Do pozbywania się akcji skłoniły inwestorów fatalne nastoje panujące na pozostałych parkietach. Fala wyprzedaży objęła w pierwszej kolejności azjatyckie giełdy, by potem dotrzeć do Europy. Na wielu zachodnioeuropejskich rynkach wyprzedaż osiągnęła rozmiar paniki, co przełożyło się na wysokie, kilkuprocentowe spadki wskaźników. Prawdziwy dramat przeżywali posiadacze akcji notowanych na giełdzie w Mediolanie, gdzie główny indeks runął o ok. 10 proc. Przecena na giełdach nabrała tempa, gdy do gry włączyli się amerykańscy inwestorzy, którzy również poddali się negatywnym nastrojom. W efekcie początek notowań za oceanem przyniósł solidną korektę indeksów na Wall Street, co pociągnęło za sobą w dół pozostałe rynki.

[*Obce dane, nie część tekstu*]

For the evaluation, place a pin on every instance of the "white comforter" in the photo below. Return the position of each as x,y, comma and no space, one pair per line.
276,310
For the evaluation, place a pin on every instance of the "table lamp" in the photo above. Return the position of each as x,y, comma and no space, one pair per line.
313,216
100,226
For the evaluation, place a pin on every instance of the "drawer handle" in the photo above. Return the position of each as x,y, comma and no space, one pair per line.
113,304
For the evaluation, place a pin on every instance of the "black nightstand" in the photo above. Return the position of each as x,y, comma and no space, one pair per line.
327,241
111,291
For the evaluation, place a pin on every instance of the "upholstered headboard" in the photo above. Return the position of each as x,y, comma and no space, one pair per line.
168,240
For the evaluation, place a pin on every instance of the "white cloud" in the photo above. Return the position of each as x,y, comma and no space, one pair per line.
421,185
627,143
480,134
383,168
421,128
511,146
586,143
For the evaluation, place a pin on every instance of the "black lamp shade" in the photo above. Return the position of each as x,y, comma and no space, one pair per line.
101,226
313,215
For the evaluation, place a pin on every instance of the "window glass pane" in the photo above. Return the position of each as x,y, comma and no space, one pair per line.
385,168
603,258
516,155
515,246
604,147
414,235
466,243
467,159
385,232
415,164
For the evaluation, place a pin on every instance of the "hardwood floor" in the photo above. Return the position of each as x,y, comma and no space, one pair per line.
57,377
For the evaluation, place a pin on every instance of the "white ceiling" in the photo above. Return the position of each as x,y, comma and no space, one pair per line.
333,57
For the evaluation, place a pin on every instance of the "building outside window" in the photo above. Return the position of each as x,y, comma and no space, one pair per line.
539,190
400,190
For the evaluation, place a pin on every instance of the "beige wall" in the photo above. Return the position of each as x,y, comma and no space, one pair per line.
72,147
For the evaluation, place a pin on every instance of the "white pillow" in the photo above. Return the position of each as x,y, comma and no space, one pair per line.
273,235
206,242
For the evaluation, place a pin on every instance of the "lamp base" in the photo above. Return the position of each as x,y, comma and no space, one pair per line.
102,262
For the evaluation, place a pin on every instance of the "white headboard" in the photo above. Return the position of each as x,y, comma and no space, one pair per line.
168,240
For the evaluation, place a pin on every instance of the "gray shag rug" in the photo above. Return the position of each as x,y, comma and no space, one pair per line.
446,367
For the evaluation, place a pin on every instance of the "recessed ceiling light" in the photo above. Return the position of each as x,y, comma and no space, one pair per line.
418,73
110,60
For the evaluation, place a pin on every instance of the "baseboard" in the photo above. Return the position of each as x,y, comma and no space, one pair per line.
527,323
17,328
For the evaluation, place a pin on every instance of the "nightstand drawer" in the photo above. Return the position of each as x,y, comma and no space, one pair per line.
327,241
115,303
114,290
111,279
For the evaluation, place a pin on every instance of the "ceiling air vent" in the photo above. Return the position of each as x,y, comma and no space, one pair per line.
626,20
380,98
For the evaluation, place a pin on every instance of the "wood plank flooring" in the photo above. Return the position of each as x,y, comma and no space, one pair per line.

Paniczna wyprzedaż akcji na giełdach to efekt rosnących obaw inwestorów związanych z globalnym rozprzestrzenianiem się epidemii koronawirusa, co oprócz znaczącego wzrostu liczby zachorowań w Europie może mieć także negatywne konsekwencje dla tempa wzrostu wielu gospodarek, oraz krachu na rynku ropy naftowej. W poniedziałek rano jej notowania tąpnęły o prawie 30 proc. w odpowiedzi na brak porozumienia na szczycie państw OPEC oraz zapowiedź wojny cenowej przez Arabię Saudyjską. Panika także ogarnęła inwestorów handlujących w Warszawie. Na celowniku sprzedających znalazły się wszystkie spółki wschodzące w skład indeksu WIG20. Wśród najmocniej przecenionych były akcje banków. Niektóre z nich zakończyły dzień nawet kilkunastoprocentową przeceną. Chętnie pozbywano się też papierów KGHM, JSW i CCC, co przełożyło się na ok. 10–12-proc. zniżki kursów. Pod kreską znalazły się też walory PKN Orlen, choć przez długi czas opierały się przecenie.
Negatywne nastroje zdominowały również handel w segmencie małych i średnich spółek, dlatego na szerokim rynku zdecydowanie przeważa kolor czerwony. Ponad 90 proc. firm, którymi handlowano w poniedziałek, zakończyło tak sesję.